To draw inferences from data sets, the study of pathogen biogeography requires the collection of data from multiple sources. Such sources include the spatial distribution of pathogens around the world, biogeographical information, community ecology and epidemiology. To begin any such analysis, the extent to which a given organism is pathogenic must be known. This entails an understanding of host–microbiota interactions in order to differentiate between beneficial and harmful organisms and their contribution to pathogenesis. Broadening out from this, the other factors that could constitute wide disease spread then need to be considered.
Despite a more globalized world, the geographic distribution of the majority of human infectious diseases is constrained through a combination of ecological barriers that place limits on the extent of dispersal, and through the inability of reservoir hosts or vectors to migrate from their ecological niche.
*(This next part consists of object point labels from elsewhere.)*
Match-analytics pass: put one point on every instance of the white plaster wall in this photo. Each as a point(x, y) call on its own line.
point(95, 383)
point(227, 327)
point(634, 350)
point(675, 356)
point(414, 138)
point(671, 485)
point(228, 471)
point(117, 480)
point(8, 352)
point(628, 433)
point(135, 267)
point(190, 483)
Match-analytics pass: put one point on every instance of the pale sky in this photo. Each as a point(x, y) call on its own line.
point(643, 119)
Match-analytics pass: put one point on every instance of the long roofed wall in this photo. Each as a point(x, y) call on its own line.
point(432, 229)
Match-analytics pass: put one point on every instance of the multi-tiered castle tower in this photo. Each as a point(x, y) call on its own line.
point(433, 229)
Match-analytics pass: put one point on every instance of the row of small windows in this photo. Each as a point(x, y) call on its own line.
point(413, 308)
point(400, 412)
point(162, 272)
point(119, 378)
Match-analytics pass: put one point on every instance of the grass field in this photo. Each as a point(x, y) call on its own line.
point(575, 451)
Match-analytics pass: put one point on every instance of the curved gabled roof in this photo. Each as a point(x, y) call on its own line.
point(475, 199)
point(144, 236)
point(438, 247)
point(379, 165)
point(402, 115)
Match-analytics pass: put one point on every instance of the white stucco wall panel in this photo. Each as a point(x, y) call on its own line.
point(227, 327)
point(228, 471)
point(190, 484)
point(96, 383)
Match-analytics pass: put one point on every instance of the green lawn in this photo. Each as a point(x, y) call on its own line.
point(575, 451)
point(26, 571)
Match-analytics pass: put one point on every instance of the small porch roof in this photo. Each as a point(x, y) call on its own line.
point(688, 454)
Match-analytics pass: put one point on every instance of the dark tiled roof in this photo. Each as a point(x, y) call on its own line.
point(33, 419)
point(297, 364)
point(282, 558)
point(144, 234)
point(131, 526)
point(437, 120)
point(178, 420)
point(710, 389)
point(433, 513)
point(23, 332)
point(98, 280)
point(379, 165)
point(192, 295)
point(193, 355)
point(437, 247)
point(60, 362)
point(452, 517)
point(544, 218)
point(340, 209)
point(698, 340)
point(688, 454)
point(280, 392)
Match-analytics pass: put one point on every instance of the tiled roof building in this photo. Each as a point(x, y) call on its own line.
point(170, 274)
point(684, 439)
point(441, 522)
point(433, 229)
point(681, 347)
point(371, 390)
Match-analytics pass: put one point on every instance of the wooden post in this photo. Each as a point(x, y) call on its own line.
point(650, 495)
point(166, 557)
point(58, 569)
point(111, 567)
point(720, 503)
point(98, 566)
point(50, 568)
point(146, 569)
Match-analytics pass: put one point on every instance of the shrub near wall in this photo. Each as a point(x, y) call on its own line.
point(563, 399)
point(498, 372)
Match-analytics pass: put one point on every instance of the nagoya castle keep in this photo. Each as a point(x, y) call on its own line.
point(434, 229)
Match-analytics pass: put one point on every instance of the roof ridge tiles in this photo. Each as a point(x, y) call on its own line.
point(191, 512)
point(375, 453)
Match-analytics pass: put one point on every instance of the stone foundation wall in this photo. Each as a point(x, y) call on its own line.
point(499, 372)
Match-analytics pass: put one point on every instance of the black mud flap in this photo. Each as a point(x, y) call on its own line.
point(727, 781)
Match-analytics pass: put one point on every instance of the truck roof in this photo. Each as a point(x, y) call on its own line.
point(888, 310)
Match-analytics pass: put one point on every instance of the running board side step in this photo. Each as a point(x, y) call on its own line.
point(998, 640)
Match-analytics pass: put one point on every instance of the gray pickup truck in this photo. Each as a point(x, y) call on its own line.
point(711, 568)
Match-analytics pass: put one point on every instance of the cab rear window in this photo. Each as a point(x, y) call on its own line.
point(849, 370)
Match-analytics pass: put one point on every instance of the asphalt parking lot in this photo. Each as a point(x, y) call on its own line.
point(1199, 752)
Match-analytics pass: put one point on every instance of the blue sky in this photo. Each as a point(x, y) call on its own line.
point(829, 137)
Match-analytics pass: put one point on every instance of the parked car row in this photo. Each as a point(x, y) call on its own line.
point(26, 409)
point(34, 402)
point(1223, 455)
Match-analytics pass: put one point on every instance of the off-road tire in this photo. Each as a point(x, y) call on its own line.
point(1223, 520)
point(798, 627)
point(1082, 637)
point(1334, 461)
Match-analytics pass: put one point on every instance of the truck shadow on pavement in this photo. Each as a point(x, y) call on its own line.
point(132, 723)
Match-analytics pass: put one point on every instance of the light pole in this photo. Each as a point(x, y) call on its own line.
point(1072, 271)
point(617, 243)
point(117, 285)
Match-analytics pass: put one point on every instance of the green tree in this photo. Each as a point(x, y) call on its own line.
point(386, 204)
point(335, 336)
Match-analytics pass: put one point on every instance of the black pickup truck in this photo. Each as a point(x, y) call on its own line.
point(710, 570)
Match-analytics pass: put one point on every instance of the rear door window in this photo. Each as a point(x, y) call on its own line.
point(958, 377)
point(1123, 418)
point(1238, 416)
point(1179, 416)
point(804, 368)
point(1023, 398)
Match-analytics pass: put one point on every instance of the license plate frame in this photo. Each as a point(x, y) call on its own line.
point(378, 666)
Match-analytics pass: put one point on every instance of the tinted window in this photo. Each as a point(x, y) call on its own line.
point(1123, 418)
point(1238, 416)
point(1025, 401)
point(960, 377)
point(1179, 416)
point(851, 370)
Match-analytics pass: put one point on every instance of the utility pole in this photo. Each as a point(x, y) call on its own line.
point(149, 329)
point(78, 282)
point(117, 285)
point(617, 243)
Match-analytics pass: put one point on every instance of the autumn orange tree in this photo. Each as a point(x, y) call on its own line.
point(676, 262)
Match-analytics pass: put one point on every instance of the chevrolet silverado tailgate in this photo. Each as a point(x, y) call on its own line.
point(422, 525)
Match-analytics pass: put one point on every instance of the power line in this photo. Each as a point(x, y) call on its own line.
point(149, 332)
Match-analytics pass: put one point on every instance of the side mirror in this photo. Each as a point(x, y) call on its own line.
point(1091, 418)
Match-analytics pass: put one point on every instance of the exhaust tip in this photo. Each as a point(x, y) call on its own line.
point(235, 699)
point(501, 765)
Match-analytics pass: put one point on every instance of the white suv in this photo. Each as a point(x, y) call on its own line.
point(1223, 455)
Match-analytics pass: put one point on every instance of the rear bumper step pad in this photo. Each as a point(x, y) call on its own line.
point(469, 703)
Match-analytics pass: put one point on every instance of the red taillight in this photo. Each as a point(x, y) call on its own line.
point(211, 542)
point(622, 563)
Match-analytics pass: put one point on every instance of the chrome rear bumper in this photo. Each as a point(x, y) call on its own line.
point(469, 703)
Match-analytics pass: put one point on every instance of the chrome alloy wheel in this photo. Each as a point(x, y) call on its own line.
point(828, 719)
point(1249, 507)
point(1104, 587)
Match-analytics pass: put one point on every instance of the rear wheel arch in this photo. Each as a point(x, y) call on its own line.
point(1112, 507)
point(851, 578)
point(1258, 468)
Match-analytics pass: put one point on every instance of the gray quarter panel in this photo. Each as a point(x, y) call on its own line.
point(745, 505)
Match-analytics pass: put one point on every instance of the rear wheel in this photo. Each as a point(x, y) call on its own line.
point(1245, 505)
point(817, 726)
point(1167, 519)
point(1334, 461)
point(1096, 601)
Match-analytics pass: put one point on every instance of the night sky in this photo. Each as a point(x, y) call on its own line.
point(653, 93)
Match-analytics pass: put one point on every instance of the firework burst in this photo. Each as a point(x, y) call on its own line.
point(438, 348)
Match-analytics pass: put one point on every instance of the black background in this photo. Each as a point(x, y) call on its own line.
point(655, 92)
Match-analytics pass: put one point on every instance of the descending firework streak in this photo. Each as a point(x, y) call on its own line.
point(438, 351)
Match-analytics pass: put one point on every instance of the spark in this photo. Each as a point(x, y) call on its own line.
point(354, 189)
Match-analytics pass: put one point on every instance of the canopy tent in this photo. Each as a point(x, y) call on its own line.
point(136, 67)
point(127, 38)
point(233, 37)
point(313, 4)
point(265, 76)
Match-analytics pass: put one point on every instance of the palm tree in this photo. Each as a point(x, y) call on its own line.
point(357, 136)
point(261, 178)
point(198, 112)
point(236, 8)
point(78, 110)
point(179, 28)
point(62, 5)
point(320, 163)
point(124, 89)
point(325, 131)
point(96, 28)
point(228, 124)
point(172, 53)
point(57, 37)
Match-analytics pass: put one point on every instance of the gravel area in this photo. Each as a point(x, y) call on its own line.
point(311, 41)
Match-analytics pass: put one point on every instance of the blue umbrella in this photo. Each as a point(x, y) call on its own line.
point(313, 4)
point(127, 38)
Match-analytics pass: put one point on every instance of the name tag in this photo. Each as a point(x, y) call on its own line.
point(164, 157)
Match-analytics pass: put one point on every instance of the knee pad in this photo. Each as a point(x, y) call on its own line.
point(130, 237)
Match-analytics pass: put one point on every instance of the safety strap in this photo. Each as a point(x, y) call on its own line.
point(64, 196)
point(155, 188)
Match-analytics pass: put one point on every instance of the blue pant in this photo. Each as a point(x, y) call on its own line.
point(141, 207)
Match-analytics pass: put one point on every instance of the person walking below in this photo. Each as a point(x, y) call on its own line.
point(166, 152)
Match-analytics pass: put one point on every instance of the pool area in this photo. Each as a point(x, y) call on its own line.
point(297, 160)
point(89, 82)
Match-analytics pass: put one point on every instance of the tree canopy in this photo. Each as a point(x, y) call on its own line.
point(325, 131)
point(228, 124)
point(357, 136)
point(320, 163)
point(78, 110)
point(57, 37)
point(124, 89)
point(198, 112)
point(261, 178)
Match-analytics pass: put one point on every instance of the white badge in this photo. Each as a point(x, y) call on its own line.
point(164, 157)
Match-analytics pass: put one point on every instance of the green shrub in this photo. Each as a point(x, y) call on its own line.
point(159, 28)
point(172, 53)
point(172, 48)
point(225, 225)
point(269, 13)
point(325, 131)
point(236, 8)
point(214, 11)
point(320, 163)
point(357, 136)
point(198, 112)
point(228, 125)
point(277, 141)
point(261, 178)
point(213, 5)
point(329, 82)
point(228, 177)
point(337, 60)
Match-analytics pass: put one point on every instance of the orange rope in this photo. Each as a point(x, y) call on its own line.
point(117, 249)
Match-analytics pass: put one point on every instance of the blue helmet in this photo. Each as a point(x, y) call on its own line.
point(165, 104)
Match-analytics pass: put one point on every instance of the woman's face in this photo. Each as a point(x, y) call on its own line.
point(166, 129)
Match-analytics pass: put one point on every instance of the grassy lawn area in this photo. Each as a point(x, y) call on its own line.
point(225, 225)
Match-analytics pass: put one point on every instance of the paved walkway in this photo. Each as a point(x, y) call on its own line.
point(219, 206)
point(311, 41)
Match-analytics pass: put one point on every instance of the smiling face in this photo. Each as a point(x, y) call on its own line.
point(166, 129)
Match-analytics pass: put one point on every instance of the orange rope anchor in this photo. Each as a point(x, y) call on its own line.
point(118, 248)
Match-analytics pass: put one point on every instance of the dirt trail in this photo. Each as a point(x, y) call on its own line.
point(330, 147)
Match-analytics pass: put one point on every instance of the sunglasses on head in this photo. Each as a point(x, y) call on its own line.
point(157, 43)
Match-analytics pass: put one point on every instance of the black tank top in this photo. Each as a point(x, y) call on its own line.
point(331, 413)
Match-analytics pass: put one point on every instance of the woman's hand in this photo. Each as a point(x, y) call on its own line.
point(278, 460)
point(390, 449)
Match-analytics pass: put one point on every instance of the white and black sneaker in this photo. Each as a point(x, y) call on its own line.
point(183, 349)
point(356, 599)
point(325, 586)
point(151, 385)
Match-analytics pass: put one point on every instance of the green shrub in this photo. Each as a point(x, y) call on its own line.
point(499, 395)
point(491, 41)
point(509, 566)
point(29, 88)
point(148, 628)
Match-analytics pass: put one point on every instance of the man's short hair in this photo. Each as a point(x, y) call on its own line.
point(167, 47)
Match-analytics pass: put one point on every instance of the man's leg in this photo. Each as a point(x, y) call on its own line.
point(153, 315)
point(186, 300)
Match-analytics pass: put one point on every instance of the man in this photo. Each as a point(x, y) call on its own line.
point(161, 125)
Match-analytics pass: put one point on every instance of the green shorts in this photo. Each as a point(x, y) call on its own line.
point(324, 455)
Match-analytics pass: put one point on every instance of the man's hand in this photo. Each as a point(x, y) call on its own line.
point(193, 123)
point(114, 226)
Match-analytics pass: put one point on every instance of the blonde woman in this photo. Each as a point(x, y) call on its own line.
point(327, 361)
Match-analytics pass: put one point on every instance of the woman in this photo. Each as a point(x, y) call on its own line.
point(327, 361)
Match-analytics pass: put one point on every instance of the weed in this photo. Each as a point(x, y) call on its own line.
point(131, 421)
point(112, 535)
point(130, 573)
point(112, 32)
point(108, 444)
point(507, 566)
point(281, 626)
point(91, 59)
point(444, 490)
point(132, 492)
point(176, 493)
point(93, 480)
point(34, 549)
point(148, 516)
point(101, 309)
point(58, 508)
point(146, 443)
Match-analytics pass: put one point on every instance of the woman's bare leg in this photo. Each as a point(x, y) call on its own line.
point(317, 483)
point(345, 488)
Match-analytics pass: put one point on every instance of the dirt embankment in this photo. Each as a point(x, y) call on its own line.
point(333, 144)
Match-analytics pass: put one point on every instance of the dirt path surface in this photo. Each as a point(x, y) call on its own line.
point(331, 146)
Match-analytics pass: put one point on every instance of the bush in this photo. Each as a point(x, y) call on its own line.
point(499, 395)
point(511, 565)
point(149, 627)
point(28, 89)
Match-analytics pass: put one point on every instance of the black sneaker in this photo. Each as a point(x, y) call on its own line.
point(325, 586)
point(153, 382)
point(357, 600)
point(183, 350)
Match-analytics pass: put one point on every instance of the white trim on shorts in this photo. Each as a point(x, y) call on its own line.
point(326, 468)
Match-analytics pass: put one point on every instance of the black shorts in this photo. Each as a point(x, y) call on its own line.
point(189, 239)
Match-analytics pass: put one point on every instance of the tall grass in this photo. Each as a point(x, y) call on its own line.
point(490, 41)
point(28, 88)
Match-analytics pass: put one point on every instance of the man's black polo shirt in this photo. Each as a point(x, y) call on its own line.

There are, of course, exceptions to this and the 2020 outbreak of SARS-CoV-2, which causes COVID-19, provides a serious exemplar.
Predicting disease spread
Where pathogen biogeography has its strength, and through continued development can make an important contribution to medical science, is through the analysis of biogeographic patterns providing predictions into the potential distributions of new or emerging infectious disease risks. The diversity of the biogeographic patterns (‘pathodiversity’) can act as a strong signal for subsequent pathogen spread. This is perhaps a surprisingly unexplored area. For example, within GIDEON, a global database of clinically relevant human infectious diseases, the 350-plus significant global pathogens listed are comprehensively indexed in terms of virulence and treatment options alongside a paucity of information concerning the ecological distribution of the agents.
To address this and provide a starting point for pathogen biogeography to become more accurate, researchers at Louisiana State University (USA), Georgetown University (WA, USA), and the University of Montreal (Canada) have developed a new model. This model draws upon data relating to pathogens of concern in order to forecast outbreaks. The research team contends that their model, through considering a diversity of pathogens, introduces a level of accuracy missing from earlier models, which have tended to focus on one pathogen only. The reason for looking at multiple pathogens at one time, in addition to a given pathogen of concern, is based on the premise that the distribution of different pathogens combined with data from other regions can help to predict the outbreak potential of the pathogen of interest. This is because related pathogens often have a similar regional and global distribution.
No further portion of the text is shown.